Edit the section that reads:


#RedHat/Fedora and SUSE support pm-utils
elif [ -f "/etc/redhat-release" ] || [ -f "/etc/fedora-release" ] \
|| [ -f "/etc/SuSE-release" ] ; then
# TODO: fix pm-suspend to take a --wakeup-alarm argument
if [ $seconds_to_sleep != "0" ] ; then
alarm_not_supported
fi
# TODO: fixup pm-suspend to define erroc code (see alarm above) and throw
# the appropriate exception
if [ -x "/usr/sbin/pm-suspend" ] ; then
#stop network manager
service NetworkManager stop
/usr/sbin/pm-suspend $QUIRKS
RET=$?
else
# TODO: add support
unsupported
fi

by adding the red commands. This stops NetworkManager at suspend.

Then, at the bottom of the file, edit the text:


#Refresh devices as a resume can do funny things
for type in button battery ac_adapter
do
devices=`hal-find-by-capability --capability $type`
for device in $devices
do
dbus-send --system --print-reply --dest=org.freedesktop.Hal \
$device org.freedesktop.Hal.Device.Rescan
done
done

#start NetworkManager
service NetworkManager start

exit $RET

by adding the text in red.

Now, when you suspend and resume Fedora 7, networking should work!

Monday, August 13, 2007

Red Hat Developer Studio 1.0 Beta 1 Now Available

I'm pleased to announce the availability of the first beta release of Red Hat Developer Studio. This beta release marks the first time that a 100% open source development solution is available that integrates Eclipse, Eclipse plugins, and an entire runtime platform (The JBoss Enterprise Application Platform). So, with Red Hat Developer Studio, you can, out of the box, do things like:

  • Generate a new Seam application using new Seam tools and deploy right into a pre-configured JBoss Application Server
  • Visually design and code JSF pages using the updated Visual Page Editor, which now supports WYSIWYG editing of rich, AJAX components
  • Generate entity beans for Seam applications from your database using Hibernate and visual seam-gen tools

You can download the Red Hat Developer Studio beta from http://www.redhat.com/developers/rhds/index.html.

Wednesday, August 1, 2007

Red Hat Messaging is now at jboss.org

I'm pleased to announce that the open source project, Red Hat Messaging, has now moved to jboss.org: http://labs.jboss.com/rhmessaging/. Red Hat Messaging is an open source project that is building a high performance, reliable distribution of the Advanced Message Queuing Protocol (AMQP) standard.
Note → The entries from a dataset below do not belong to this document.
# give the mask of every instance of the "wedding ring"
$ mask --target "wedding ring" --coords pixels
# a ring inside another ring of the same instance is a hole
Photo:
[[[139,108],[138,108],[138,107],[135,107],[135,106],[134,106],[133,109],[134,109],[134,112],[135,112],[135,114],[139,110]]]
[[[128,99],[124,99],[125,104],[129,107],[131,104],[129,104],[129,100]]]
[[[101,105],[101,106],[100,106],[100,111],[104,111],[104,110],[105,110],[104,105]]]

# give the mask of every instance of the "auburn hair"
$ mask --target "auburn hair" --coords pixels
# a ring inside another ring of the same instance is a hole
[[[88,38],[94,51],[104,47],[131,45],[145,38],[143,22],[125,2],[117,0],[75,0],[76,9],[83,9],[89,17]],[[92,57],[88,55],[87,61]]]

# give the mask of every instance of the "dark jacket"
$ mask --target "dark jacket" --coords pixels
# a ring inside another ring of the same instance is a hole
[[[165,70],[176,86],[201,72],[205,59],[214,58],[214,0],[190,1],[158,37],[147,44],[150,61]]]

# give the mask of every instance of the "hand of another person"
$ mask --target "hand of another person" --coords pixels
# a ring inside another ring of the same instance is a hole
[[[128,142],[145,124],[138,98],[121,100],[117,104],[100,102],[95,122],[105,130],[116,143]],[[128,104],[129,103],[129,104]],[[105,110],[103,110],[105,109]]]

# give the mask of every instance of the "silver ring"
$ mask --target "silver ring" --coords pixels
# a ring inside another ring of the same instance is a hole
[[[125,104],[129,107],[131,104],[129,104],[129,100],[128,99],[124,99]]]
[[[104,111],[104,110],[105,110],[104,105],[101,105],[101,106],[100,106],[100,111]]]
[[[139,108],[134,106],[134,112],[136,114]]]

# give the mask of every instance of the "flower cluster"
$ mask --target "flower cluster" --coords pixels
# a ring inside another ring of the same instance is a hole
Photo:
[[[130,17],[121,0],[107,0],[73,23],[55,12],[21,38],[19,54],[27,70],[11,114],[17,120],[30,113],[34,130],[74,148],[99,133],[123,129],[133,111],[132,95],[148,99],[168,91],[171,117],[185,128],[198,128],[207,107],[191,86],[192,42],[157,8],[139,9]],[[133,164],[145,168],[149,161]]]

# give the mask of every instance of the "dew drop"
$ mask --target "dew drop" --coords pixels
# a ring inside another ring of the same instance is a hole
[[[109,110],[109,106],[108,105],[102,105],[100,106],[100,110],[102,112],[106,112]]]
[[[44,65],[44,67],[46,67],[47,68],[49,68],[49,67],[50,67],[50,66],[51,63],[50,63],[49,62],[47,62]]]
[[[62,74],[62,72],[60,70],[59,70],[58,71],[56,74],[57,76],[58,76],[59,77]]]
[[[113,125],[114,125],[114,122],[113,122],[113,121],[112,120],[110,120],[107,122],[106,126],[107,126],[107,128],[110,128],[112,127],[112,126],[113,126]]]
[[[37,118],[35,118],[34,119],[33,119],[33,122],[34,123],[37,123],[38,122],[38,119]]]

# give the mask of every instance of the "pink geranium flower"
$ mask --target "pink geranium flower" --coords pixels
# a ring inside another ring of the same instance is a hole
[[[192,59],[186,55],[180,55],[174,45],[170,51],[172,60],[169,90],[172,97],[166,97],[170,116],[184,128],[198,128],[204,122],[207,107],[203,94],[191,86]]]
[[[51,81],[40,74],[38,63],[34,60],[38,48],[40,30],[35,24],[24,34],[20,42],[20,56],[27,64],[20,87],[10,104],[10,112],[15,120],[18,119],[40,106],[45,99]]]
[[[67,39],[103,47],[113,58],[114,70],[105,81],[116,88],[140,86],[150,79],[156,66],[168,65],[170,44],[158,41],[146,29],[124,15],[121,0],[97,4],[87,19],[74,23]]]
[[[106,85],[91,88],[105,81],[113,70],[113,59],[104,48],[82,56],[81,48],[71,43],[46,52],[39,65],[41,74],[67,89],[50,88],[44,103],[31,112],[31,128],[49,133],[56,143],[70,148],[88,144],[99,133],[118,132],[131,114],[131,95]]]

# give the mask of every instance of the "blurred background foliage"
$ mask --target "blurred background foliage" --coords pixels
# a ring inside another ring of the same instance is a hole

We're excited to work on this project as part of the JBoss middleware community. We hope that you'll check out the project, try out the builds, and perhaps get involved in development!

We're also happy to be collaborating with the JBoss Messaging project. You can find out more about how JBoss Messaging and Red Hat Messaging relate by viewing the JBoss Messaging and Red Hat Messaging FAQ.